Wednesday, February 21, 2018

The Spiritual Malaise


Presbyterians have been concerned about gun violence for a long time. For 30 years, our church, The Presbyterian Church (USA), has been studying the issue, making statements, publishing studies and reports while asking congregations to pray about it, to study and act. When I read some of the older reports and church statements from decades ago, I can sense their concern that unless we, God’s people, used our influence to change cultural and political thinking, that we could find ourselves in a societal crisis.

Which is exactly where we find ourselves after Parkland, Las Vegas, the Texas church shooting, Orlando, Newtown, Virginia Tech, Columbine, and a dozen other incidents of mass shootings.  

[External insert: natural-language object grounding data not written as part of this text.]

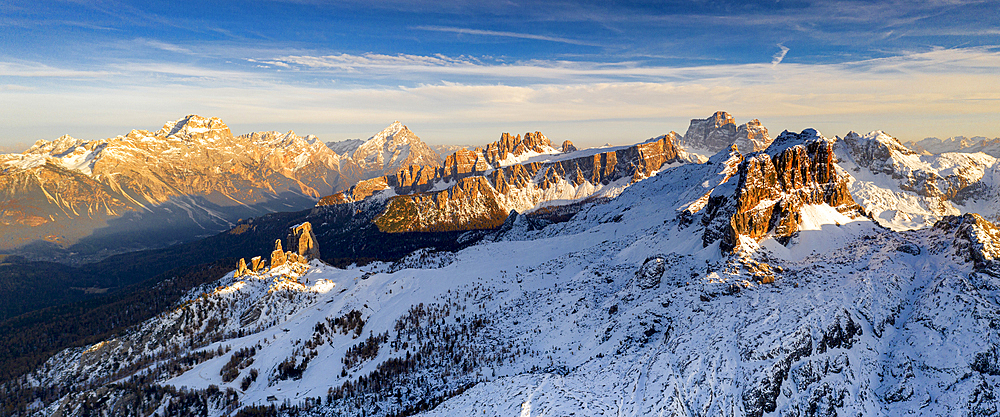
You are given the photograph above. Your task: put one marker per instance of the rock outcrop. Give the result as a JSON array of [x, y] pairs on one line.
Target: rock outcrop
[[394, 148], [302, 240], [477, 189], [190, 176], [241, 268], [719, 132], [976, 239], [483, 202], [773, 186], [278, 257], [906, 190]]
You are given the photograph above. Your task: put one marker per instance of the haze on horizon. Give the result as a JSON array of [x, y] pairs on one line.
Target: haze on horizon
[[462, 72]]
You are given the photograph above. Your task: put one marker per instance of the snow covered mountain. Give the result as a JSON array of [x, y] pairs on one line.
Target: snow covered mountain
[[748, 285], [906, 190], [190, 178], [478, 189], [717, 133], [386, 152]]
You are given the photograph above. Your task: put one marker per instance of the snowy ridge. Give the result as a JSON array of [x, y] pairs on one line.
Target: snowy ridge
[[905, 190], [620, 310]]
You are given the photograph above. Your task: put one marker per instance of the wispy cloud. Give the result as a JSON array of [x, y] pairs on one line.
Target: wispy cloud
[[780, 55], [480, 32], [31, 69]]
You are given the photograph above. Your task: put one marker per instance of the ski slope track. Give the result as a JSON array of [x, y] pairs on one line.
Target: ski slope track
[[626, 310]]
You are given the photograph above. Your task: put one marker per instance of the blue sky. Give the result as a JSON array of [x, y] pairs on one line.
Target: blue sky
[[465, 71]]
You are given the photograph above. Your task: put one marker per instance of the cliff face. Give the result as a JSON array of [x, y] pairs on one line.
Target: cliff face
[[461, 195], [772, 188], [720, 131]]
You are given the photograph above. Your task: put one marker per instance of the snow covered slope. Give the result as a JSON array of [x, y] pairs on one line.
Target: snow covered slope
[[386, 152], [628, 308], [906, 190], [190, 178], [478, 189]]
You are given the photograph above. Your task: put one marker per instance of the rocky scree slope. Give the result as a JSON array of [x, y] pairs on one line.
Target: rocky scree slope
[[478, 189], [623, 309]]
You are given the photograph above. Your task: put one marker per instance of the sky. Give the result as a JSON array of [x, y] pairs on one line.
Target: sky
[[463, 72]]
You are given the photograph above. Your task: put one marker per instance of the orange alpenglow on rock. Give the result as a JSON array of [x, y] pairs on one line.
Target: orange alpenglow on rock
[[302, 240], [278, 256]]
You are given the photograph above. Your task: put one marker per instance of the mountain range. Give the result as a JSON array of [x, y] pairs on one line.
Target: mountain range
[[795, 276], [189, 179]]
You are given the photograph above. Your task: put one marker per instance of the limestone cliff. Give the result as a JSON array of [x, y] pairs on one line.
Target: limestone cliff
[[773, 186], [720, 131], [477, 189]]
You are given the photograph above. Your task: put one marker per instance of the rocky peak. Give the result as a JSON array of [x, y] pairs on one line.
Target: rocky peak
[[278, 255], [192, 127], [302, 240], [719, 132], [752, 136], [508, 145], [392, 149], [976, 238], [796, 170], [875, 150]]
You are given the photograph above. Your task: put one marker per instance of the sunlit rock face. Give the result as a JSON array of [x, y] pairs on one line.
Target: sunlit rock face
[[190, 178], [773, 186], [477, 189], [720, 131]]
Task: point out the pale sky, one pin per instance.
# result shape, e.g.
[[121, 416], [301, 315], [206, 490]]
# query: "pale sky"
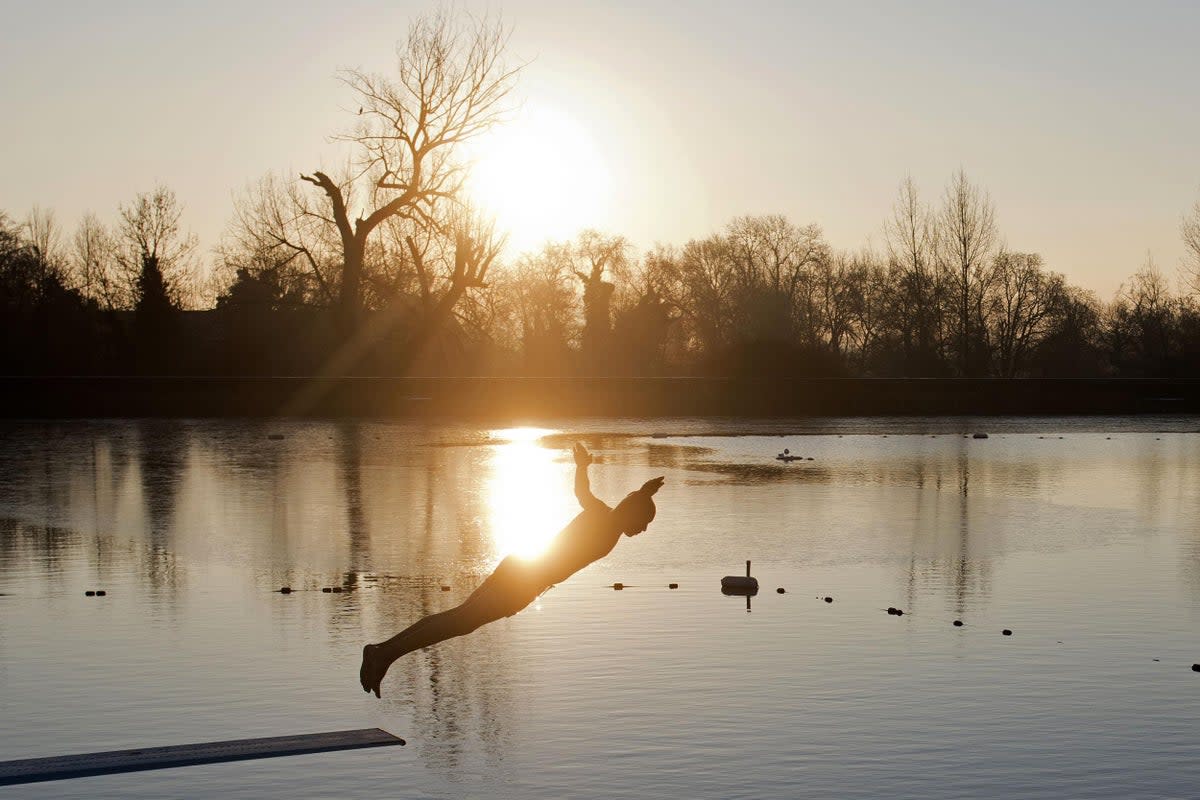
[[1081, 119]]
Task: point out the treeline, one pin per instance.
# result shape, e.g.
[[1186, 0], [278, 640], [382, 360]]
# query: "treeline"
[[383, 268], [763, 296]]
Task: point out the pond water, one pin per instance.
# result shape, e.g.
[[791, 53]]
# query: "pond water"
[[1079, 535]]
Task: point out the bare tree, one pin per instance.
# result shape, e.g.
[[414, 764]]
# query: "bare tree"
[[450, 85], [1023, 302], [967, 240], [594, 258], [448, 260], [93, 265], [1189, 229], [911, 236], [43, 235], [150, 239], [281, 228]]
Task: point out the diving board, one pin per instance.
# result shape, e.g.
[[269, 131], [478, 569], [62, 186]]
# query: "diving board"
[[31, 770]]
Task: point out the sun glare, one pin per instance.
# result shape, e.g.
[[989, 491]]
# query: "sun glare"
[[526, 504], [541, 176]]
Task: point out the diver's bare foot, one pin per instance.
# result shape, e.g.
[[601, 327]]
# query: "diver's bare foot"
[[371, 672]]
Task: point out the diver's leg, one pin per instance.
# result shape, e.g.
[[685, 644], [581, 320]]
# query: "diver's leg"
[[433, 629]]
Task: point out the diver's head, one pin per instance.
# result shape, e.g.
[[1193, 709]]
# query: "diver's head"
[[636, 511]]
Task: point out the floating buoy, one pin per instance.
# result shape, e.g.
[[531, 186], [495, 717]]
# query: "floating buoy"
[[737, 584]]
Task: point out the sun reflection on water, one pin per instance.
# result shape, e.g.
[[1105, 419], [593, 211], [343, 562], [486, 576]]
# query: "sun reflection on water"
[[528, 495]]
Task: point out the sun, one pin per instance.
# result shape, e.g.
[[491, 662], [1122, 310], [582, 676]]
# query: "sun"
[[525, 493], [541, 176]]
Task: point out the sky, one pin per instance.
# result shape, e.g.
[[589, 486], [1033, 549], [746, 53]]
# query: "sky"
[[667, 119]]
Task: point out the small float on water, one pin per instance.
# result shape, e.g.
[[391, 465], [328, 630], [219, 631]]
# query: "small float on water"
[[737, 584]]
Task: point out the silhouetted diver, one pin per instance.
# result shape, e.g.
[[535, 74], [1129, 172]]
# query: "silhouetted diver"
[[516, 582]]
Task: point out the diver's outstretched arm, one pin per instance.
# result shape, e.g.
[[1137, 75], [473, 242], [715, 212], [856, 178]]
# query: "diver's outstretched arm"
[[582, 486]]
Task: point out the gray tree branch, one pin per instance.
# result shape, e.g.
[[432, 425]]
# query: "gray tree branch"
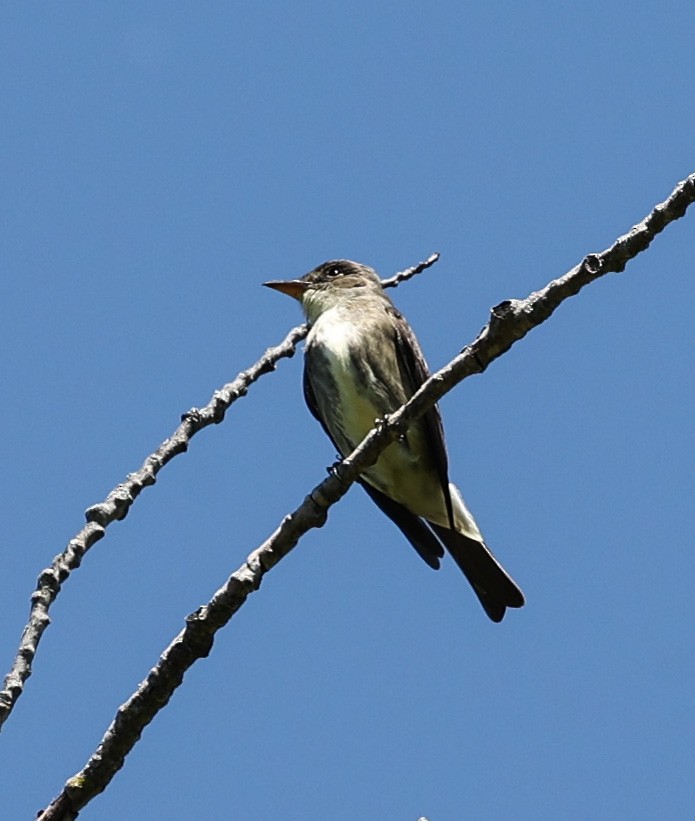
[[510, 321], [118, 502]]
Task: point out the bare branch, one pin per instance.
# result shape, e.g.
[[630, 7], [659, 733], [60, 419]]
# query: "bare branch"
[[401, 276], [116, 506], [509, 322], [118, 502]]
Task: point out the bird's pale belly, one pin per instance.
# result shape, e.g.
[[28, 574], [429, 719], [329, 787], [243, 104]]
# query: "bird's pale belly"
[[399, 473]]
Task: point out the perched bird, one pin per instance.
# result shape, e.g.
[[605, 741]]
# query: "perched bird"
[[362, 361]]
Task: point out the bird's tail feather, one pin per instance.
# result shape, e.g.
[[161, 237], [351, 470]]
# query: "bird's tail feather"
[[490, 581]]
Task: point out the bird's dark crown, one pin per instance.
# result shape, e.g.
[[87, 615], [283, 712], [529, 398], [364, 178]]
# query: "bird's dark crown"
[[343, 273]]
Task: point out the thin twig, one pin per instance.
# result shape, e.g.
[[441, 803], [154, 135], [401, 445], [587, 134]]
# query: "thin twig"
[[509, 322], [401, 276]]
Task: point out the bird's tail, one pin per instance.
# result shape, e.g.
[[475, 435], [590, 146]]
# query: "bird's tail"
[[492, 584]]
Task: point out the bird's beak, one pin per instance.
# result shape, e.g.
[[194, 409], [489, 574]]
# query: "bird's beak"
[[292, 287]]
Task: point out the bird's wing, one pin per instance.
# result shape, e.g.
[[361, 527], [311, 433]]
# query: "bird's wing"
[[414, 372]]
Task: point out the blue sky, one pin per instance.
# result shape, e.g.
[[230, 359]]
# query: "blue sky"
[[160, 161]]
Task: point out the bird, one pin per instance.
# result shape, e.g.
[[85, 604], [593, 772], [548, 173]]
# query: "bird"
[[362, 361]]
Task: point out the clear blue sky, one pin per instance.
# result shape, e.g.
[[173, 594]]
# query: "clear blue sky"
[[160, 161]]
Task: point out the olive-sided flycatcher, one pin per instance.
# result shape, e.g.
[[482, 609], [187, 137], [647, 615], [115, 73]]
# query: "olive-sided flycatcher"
[[362, 361]]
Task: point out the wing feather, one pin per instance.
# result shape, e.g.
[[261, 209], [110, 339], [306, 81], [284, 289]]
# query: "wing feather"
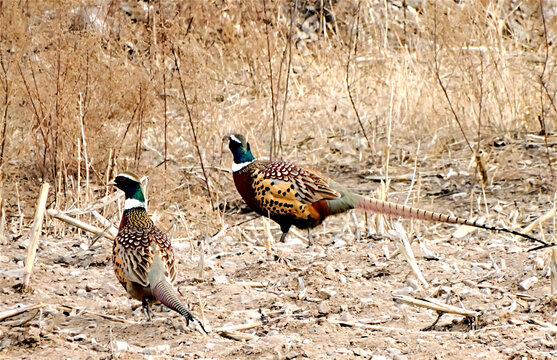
[[309, 186]]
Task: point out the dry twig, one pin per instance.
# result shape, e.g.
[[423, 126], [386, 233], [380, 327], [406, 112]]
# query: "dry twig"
[[35, 233]]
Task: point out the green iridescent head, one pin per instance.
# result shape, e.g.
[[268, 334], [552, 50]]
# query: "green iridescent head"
[[129, 183], [241, 151]]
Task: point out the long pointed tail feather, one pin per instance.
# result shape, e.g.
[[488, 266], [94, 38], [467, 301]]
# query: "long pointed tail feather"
[[393, 209], [164, 293]]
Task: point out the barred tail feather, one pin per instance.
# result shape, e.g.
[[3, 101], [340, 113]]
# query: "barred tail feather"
[[164, 293], [393, 209]]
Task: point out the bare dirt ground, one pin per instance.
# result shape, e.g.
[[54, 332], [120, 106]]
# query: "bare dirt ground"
[[364, 91], [343, 280]]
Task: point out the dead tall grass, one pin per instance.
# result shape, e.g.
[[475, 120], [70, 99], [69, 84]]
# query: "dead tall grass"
[[85, 85]]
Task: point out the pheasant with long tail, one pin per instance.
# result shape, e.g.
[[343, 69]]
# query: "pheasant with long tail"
[[290, 195], [142, 254]]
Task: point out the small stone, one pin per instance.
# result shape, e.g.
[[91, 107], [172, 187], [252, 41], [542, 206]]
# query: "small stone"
[[5, 342], [346, 317], [121, 346], [32, 336], [330, 271], [291, 355], [291, 241], [323, 307], [60, 291], [326, 293], [339, 243], [274, 340], [527, 283], [79, 337], [220, 279], [90, 286], [393, 351], [403, 291], [148, 351], [110, 289], [539, 263], [365, 301]]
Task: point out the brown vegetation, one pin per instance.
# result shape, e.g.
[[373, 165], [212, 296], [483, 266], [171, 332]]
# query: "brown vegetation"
[[461, 92]]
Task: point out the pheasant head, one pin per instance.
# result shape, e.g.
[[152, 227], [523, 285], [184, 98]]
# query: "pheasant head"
[[241, 151], [129, 183]]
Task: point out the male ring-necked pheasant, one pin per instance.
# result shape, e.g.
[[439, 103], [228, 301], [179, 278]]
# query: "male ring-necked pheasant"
[[142, 255], [290, 195]]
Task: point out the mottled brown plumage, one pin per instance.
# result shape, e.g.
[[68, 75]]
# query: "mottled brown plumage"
[[142, 254], [290, 195]]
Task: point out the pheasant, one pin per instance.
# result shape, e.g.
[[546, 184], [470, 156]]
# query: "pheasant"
[[290, 195], [142, 254]]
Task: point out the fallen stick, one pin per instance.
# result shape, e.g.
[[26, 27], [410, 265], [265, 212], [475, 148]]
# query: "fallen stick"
[[104, 316], [239, 327], [106, 223], [80, 224], [433, 305], [35, 233], [9, 313], [268, 237], [365, 326], [553, 267], [235, 335], [536, 222], [406, 250], [252, 284]]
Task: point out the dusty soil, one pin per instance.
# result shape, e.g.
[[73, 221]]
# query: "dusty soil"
[[344, 308]]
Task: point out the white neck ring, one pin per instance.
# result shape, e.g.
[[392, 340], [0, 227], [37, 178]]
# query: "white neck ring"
[[237, 167]]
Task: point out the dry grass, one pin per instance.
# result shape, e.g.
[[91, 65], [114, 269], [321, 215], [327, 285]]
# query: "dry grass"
[[83, 84]]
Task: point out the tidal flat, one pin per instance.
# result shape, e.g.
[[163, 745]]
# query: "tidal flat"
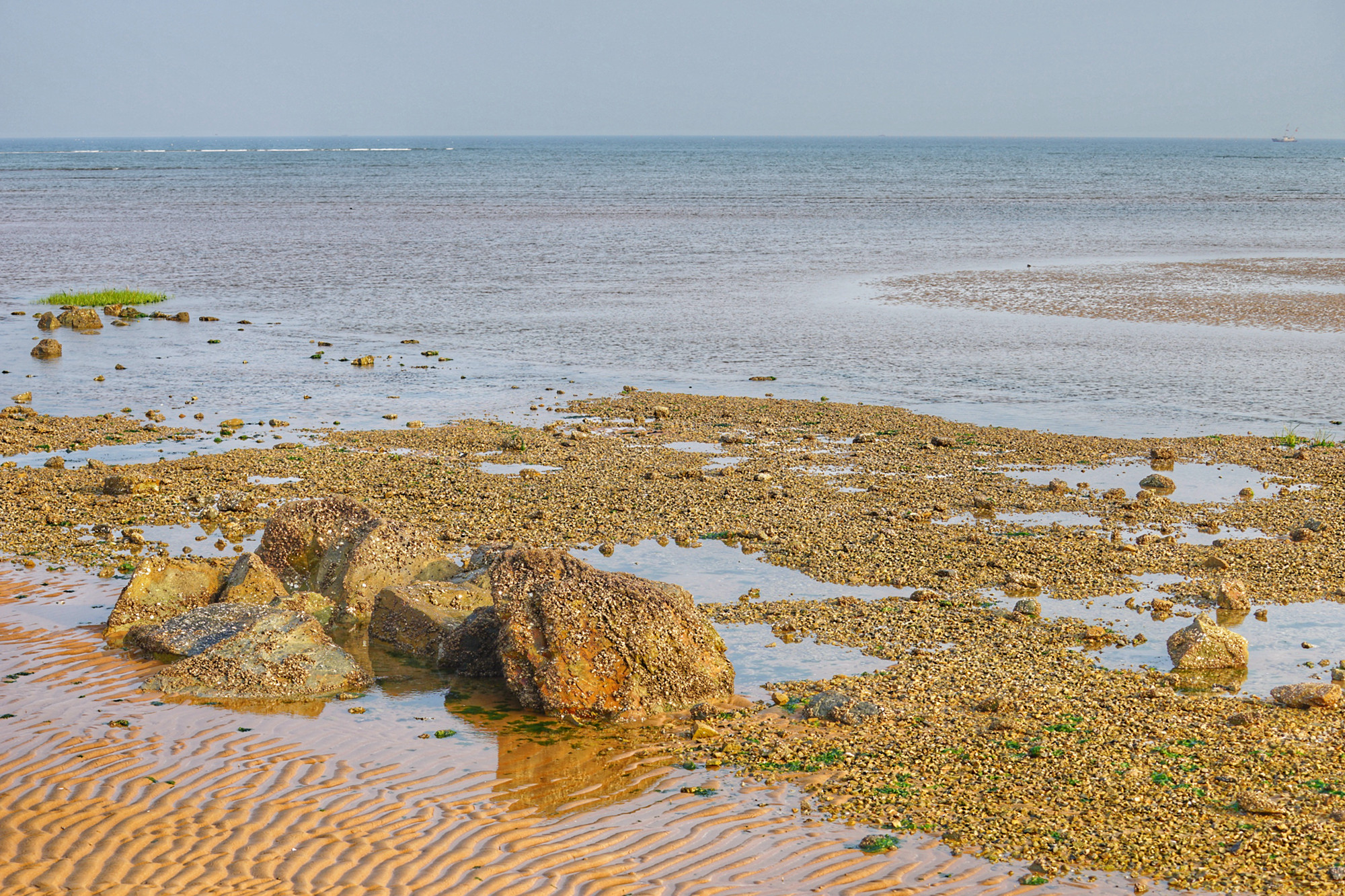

I keep asking, “When is enough enough?”

One of the papers I am now reading is called Gun Violence, Gospel Values. It is a study and report written by a church appointed study group on gun violence. Its membership included church elders and pastors, a chaplain from Virginia Tech, a university ethics professor, a pastor who was formerly a police officer, a missionary, a national parks administrator, an elder in international sales, a seminary professor and others. The report was approved and adopted by the General Assembly of the PC(USA) in 2010.

I have pondered how guns and gun violence is a spiritual issue. One section of the report names it as “spiritual malaise.”

The report says that regarding gun violence in America, the cost has been spiritual: we have come to accept what is unacceptable to the Creator. We, like Rachel, should be inconsolable, yet we find ourselves numbed and passively tolerating higher levels of violence in our communities…. Where is our grief at the loss of life and the loss of conscience? How have we gotten to this point of passive acceptance of gun violence?”

I feel that malaise….that we Christians have come to accept what is unacceptable to God, that we are increasingly numb and that we have gotten to a point of passive acceptance.

For me, I was sure that after Virginia Tech, things would change; then after congresswoman Gabby Giffords was shot in the head, that things would change; then after the children’s slaughter at Newtown, that surely things would change.

Nothing changed.

I am praying that God’s Spirit will work in me to give me hope…sustainable hope so that I can overcome spiritual malaise, overcome accepting the unacceptable, and overcome passive acceptance.